# MDF vs. Plywood



## Vethraxx (Feb 23, 2010)

Hello all. I am new to routers. I have not touched one since high school.. er 25 years ago  However I am jumping right in. I put hinges on a door the other day. 

Here is my question. How accurate is the thickness of 3/4 MDF? I know from reading that it is suggested for 3/4 ply that you use the 23/32 or 1/2 bit. Does the same apply to MDF as well? I need to create dados in 3/4 MDF that are 3/8 deep.

Thank You.


----------



## Noob (Apr 18, 2009)

I think I read that MDF is +-.004 inch (4 thousandths of an inch) per 4 feet length, or something like that.


----------



## Drew Eckhardt (Aug 2, 2008)

Vethraxx said:


> Hello all. I am new to routers. I have not touched one since high school.. er 25 years ago  However I am jumping right in. I put hinges on a door the other day.
> 
> Here is my question.

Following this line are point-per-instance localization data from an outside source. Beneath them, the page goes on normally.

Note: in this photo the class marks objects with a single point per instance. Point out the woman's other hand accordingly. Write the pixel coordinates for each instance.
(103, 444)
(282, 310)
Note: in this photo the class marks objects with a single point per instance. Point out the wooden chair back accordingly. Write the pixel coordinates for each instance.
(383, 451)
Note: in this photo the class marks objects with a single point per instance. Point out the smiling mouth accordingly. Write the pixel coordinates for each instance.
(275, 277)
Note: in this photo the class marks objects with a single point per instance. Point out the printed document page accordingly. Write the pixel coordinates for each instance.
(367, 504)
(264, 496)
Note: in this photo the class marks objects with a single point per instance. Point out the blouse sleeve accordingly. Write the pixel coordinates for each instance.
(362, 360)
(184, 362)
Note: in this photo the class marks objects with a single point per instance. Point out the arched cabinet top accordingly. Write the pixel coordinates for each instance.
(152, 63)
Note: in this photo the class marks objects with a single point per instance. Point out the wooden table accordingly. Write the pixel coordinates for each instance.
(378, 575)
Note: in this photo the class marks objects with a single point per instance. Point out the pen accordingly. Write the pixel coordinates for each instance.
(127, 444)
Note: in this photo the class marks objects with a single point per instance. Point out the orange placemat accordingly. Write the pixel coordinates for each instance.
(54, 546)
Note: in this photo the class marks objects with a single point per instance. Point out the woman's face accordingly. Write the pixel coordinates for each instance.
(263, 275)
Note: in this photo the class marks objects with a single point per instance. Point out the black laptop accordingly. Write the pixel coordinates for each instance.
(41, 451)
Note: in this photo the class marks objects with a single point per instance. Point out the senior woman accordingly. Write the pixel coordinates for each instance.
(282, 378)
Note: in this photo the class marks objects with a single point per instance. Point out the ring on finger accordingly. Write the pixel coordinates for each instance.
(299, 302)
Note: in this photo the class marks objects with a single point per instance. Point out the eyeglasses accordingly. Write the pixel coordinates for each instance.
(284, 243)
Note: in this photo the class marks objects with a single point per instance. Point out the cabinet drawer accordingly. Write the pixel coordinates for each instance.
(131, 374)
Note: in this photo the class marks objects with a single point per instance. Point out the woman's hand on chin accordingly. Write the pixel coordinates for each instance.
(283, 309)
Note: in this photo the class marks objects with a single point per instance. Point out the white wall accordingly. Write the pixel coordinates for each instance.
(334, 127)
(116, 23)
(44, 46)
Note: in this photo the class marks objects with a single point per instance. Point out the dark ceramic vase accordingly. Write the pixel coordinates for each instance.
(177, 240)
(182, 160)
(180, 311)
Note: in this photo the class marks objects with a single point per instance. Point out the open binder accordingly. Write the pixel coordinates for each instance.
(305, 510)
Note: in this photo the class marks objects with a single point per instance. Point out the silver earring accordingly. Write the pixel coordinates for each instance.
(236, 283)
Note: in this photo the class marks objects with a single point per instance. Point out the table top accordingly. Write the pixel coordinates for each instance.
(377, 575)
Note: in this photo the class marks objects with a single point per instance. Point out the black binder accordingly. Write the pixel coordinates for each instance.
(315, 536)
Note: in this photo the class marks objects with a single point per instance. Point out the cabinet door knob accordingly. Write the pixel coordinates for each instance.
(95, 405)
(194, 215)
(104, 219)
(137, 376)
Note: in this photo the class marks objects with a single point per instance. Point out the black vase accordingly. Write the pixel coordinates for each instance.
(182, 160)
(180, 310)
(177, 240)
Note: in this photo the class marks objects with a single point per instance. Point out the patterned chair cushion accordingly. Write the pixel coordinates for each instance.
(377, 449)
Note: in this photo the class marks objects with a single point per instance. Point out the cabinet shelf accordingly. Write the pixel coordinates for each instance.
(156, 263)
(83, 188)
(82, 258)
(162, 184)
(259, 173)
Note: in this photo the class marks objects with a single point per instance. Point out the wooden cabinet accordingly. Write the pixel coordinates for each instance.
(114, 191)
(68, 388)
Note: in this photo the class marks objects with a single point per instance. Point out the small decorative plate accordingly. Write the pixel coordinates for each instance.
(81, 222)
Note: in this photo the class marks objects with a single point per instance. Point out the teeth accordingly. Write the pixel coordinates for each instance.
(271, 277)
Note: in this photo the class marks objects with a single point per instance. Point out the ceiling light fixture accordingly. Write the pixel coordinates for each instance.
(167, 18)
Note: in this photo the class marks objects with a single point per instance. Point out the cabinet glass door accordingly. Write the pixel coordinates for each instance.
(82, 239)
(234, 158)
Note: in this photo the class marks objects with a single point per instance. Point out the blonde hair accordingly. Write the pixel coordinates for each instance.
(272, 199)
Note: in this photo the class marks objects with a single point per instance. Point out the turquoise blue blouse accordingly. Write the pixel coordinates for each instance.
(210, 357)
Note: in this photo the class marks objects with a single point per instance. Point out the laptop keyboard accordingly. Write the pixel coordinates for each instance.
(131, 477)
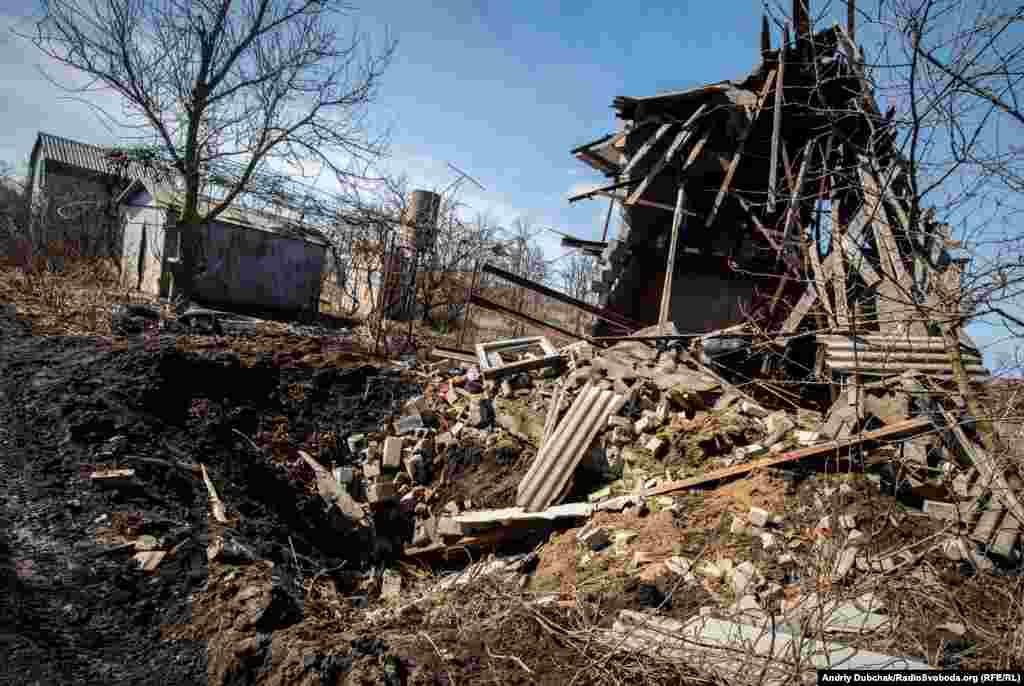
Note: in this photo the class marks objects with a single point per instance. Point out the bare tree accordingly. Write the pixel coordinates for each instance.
(576, 275)
(227, 87)
(953, 72)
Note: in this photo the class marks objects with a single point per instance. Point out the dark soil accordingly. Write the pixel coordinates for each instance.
(73, 608)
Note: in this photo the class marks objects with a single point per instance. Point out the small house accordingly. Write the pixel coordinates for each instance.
(247, 259)
(71, 191)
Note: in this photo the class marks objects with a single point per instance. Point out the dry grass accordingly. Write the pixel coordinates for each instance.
(76, 301)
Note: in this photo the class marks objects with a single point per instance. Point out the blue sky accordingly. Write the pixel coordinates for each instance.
(502, 90)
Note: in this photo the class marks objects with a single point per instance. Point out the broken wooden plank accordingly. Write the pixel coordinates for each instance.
(480, 301)
(820, 281)
(148, 560)
(600, 312)
(647, 147)
(906, 429)
(113, 476)
(333, 491)
(793, 209)
(677, 219)
(727, 181)
(454, 353)
(521, 366)
(776, 124)
(677, 143)
(216, 504)
(883, 231)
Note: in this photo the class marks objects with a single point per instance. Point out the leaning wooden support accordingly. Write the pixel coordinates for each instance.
(217, 505)
(727, 181)
(904, 429)
(776, 123)
(666, 308)
(599, 312)
(679, 141)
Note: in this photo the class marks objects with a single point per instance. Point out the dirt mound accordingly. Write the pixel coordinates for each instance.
(70, 403)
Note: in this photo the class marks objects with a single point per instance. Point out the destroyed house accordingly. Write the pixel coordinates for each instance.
(779, 199)
(71, 193)
(248, 259)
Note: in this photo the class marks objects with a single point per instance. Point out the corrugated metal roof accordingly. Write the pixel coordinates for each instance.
(85, 156)
(165, 195)
(886, 355)
(552, 468)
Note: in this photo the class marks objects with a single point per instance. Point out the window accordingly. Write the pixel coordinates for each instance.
(172, 244)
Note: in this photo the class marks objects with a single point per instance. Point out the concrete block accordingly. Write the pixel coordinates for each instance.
(743, 579)
(655, 445)
(381, 491)
(679, 565)
(759, 517)
(807, 437)
(753, 410)
(392, 453)
(644, 425)
(372, 469)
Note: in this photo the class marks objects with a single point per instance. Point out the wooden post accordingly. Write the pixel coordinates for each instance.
(776, 122)
(667, 288)
(851, 19)
(607, 219)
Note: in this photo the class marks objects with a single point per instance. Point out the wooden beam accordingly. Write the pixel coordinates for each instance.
(480, 301)
(680, 139)
(727, 181)
(647, 147)
(904, 429)
(851, 19)
(776, 124)
(888, 248)
(596, 191)
(839, 272)
(820, 280)
(667, 287)
(793, 210)
(611, 317)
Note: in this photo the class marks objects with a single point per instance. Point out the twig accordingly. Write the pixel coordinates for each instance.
(439, 655)
(512, 657)
(251, 441)
(295, 557)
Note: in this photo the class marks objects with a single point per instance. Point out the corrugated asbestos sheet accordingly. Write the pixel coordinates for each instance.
(553, 467)
(886, 355)
(83, 156)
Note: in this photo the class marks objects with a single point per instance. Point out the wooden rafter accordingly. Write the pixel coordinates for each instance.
(888, 248)
(793, 210)
(727, 181)
(777, 123)
(664, 161)
(647, 147)
(677, 220)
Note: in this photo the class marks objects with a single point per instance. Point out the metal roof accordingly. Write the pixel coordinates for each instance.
(165, 195)
(888, 355)
(552, 468)
(84, 156)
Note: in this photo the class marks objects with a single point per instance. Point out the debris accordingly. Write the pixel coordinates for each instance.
(557, 459)
(903, 429)
(392, 453)
(216, 505)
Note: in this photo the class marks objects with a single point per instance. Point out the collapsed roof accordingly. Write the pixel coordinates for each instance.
(791, 180)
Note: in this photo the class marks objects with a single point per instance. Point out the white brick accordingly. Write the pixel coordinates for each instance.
(392, 453)
(759, 517)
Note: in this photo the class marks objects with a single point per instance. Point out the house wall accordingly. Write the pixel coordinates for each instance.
(96, 230)
(255, 268)
(143, 229)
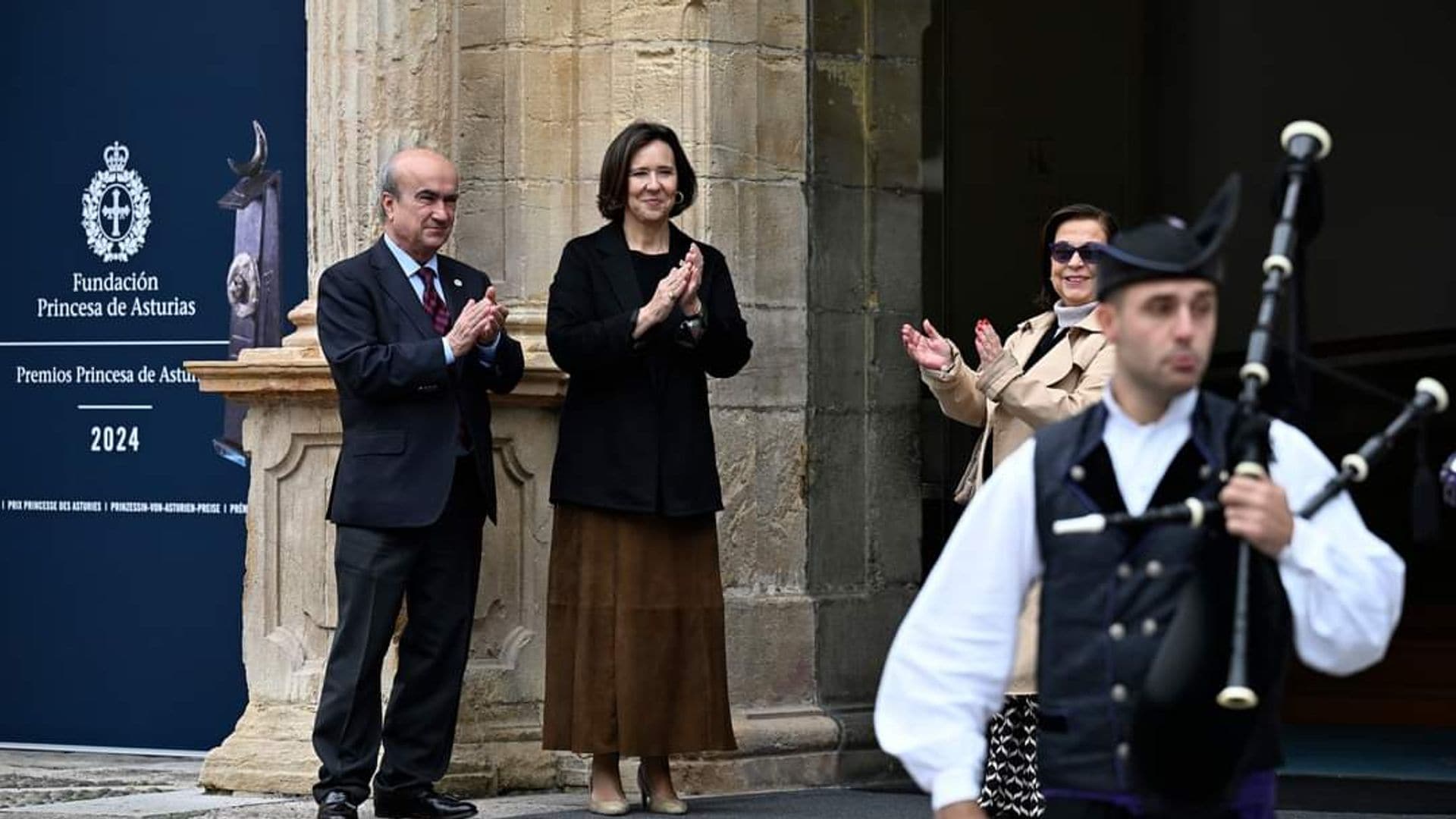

How accurate is the thickness of 3/4 MDF? I know from reading that it is suggested for 3/4 ply that you use the 23/32 or 1/2 bit. Does the same apply to MDF as well? I need to create dados in 3/4 MDF that are 3/8 deep.
> 
> Thank You.


MDF is spot-on. I've measured pieces that were .750 +/- .001". Metric 19mm MDF should start at .748".


----------



## TwoSkies57 (Feb 23, 2009)

Been my experience as well with MDF... on the money..


----------



## bobj3 (Jan 17, 2006)

The new MDF is going the same way as plywood,,, 
Just like many things, higher price for the smaller size..

=====


----------



## Vethraxx (Feb 23, 2010)

Thank you for your replies


----------



## Dr.Zook (Sep 10, 2004)

Welcome to the RouterForums Chris. Thanks for being here.


----------